Weil was a charter member of the North Carolina Association for Jewish Women and served three times as president of that organization. She also served Sisterhood and Hadassah for the eastern states and advocated tirelessly for interfaith communication and cooperation. She worked for labor reform legislation. In 1930, she participated in the Anti-Lynching Conference of Southern White Women, and then joined the Association of Southern Women for the Prevention of Lynching. In 1932, Weil was appointed to the North Carolina Commission on Interracial Cooperation.
Having achieved voting rights and having made great progress with gender-based discrimination in general through her many years of activism, Weil began focusing more and more on Civil Rights beginning in the 1950’s. She vehemently opposed segregation and risked life and limb holding integrated meetings in her home in an exclusively white part of town. Her dedication to civil rights remained strong through the decades, and she continued to live in downtown Goldsboro long after most white people left. She formed the Bi-Racial Council in 1963, and when racist front yard hitching post statues became hostile emblems of prejudice in her hometown of Goldsboro, she publicly painted hers white as a public symbol.
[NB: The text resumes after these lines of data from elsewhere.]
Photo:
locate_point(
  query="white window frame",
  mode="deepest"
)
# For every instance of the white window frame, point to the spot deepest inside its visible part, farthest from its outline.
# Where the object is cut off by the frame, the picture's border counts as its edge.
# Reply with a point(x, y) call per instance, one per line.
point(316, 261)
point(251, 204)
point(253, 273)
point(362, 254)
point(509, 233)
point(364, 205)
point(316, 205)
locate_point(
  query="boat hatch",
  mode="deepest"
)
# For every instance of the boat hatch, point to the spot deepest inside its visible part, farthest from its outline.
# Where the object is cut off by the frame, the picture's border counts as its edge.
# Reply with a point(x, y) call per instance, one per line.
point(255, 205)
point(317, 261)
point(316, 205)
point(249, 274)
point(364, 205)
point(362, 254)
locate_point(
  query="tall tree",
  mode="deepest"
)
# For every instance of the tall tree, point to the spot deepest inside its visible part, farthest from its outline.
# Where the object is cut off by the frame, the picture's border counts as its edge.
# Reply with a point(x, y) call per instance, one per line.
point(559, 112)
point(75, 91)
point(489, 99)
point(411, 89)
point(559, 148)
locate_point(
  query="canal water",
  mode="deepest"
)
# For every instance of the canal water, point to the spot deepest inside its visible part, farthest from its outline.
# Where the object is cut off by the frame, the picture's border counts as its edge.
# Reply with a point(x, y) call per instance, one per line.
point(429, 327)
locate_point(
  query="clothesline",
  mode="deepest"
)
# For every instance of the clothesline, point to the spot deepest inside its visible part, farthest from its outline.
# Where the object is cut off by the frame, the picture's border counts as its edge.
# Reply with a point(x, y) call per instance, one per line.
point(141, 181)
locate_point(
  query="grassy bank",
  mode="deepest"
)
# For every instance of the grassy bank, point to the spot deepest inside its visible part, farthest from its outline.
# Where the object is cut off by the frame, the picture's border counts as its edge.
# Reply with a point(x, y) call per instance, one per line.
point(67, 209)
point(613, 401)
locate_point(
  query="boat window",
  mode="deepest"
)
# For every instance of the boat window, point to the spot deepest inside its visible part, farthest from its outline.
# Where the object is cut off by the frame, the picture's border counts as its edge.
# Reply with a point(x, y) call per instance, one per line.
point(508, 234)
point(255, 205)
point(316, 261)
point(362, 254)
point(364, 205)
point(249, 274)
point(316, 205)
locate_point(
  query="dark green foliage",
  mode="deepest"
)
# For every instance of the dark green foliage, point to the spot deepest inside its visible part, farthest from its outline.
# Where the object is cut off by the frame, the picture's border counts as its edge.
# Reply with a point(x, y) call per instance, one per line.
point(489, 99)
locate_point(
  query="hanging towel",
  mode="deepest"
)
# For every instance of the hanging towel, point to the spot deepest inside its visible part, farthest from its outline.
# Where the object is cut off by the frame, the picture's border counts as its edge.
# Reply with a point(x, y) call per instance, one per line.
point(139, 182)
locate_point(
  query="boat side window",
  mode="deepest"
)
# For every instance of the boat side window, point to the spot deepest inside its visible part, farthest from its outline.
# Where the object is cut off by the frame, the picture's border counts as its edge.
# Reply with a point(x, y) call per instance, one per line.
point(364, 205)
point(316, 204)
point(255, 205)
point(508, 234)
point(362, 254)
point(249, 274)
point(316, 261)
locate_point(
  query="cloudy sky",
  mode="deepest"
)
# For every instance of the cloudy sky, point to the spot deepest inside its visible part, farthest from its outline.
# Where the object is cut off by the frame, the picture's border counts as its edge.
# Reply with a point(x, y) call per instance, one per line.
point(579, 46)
In 1964 she was awarded the Smith College Medal. An attached statement read: “It would be a great deal more difficult to find, in the State of North Carolina, a cultural, charitable, educational organization or drive with which the name of Miss Gertrude Weil is not connected, than to attempt to summarize her contributions to the civic welfare of this State.” Many other honors and awards followed, and she remained active and inquisitive throughout the remainder of her life, pursuing not only the causes that had brought so much success and recognition but also interests in historical restoration and theater arts. Weil died at the age of 91 in Goldsboro and is buried in the Hebrew section of Willow Dale Cemetery. She left behind a legacy of social justice and social welfare work and a state much improved by her long career of involvement in progressive activism.